She shared that some coworking space providers have ceased operations as they were unable to afford the rents, giving advantage to office lessors who have decided to launch their own flexible workspace.
“You can see a trend in which many landlords are choosing to operate by themselves” and their rent burden is not high as they can control the rents being the property owner, Choi explained.
In contrast, coworking space providers that don’t own their office space like WeWork and KrSpace have either stopped doing business in Hong Kong or have substantially slashed their footprint. For example, Hui’s coworking space at The Center was previously occupied by Australian coworking player Victory Offices, which closed in December 2020 after a year of opening due to the pricey rent and bad effect of the global health crisis.
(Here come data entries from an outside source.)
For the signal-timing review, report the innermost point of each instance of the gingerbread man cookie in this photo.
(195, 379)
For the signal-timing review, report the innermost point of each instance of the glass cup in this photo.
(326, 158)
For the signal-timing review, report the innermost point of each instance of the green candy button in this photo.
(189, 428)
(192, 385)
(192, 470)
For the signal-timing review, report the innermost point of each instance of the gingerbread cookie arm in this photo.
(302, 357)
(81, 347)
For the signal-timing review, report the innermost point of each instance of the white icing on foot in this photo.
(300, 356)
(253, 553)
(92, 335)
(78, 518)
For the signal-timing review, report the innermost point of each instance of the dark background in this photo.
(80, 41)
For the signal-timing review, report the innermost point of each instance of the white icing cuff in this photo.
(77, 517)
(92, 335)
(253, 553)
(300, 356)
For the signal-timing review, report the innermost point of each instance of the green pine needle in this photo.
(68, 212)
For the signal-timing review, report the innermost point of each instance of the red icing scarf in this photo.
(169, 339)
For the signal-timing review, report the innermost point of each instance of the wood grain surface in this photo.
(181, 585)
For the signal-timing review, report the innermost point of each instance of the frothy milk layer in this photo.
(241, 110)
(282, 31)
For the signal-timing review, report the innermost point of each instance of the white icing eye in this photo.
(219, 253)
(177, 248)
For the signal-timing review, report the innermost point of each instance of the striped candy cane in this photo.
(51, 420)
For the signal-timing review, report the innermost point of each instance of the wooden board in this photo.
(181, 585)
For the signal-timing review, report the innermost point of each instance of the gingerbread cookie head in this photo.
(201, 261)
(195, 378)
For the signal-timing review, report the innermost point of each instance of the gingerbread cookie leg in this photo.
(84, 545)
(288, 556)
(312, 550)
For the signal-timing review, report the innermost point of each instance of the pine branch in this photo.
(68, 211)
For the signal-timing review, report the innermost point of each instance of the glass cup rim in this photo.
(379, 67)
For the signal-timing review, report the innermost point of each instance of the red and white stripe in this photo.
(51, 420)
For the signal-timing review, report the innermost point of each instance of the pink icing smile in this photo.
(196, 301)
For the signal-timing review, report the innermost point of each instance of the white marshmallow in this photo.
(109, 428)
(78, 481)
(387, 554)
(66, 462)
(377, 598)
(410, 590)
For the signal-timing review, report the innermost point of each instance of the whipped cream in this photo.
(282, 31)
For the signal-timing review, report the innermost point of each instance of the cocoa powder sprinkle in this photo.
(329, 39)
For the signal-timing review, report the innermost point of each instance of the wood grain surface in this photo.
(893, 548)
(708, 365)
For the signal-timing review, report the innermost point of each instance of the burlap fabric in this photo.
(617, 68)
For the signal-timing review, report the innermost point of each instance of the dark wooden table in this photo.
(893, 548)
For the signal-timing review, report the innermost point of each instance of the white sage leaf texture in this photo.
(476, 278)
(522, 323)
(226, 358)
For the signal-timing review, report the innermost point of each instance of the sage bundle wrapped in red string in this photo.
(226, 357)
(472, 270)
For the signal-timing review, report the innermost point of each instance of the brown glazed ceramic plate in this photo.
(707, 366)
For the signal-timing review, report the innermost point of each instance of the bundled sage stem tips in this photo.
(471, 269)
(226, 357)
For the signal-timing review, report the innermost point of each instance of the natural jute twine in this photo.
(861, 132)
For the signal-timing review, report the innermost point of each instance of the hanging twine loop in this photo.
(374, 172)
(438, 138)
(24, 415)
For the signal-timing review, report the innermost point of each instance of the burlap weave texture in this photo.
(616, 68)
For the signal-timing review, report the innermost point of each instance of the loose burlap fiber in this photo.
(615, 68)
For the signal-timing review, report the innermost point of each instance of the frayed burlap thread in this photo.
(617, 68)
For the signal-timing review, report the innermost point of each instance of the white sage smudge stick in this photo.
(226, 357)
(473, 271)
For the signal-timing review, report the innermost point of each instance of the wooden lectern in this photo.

CBRE’s Senior Director for advisory & transaction services for office in Hong Kong, Dane Moodie, revealed that landlords are increasingly mulling to invest in their own coworking space as a way of providing an extra amenity to their occupiers.
These lessees are usually large occupiers that want to expand temporarily into a new space, or new entrants in Hong Kong that want versatility while trying to plan their long-term property requirements.
“In the past, low vacancies, strong office demand and high rents had deterred landlords from dedicating space for this type of investment,” explained Moodie.
Based on data from CBRE, coworking space in Hong Kong reached 2.61 million sq ft, making up 3.2 percent of the city’s total office supply. Coworking space providers are scattered across 315 locations in the city, charging HK$2,950 per desk per month on average.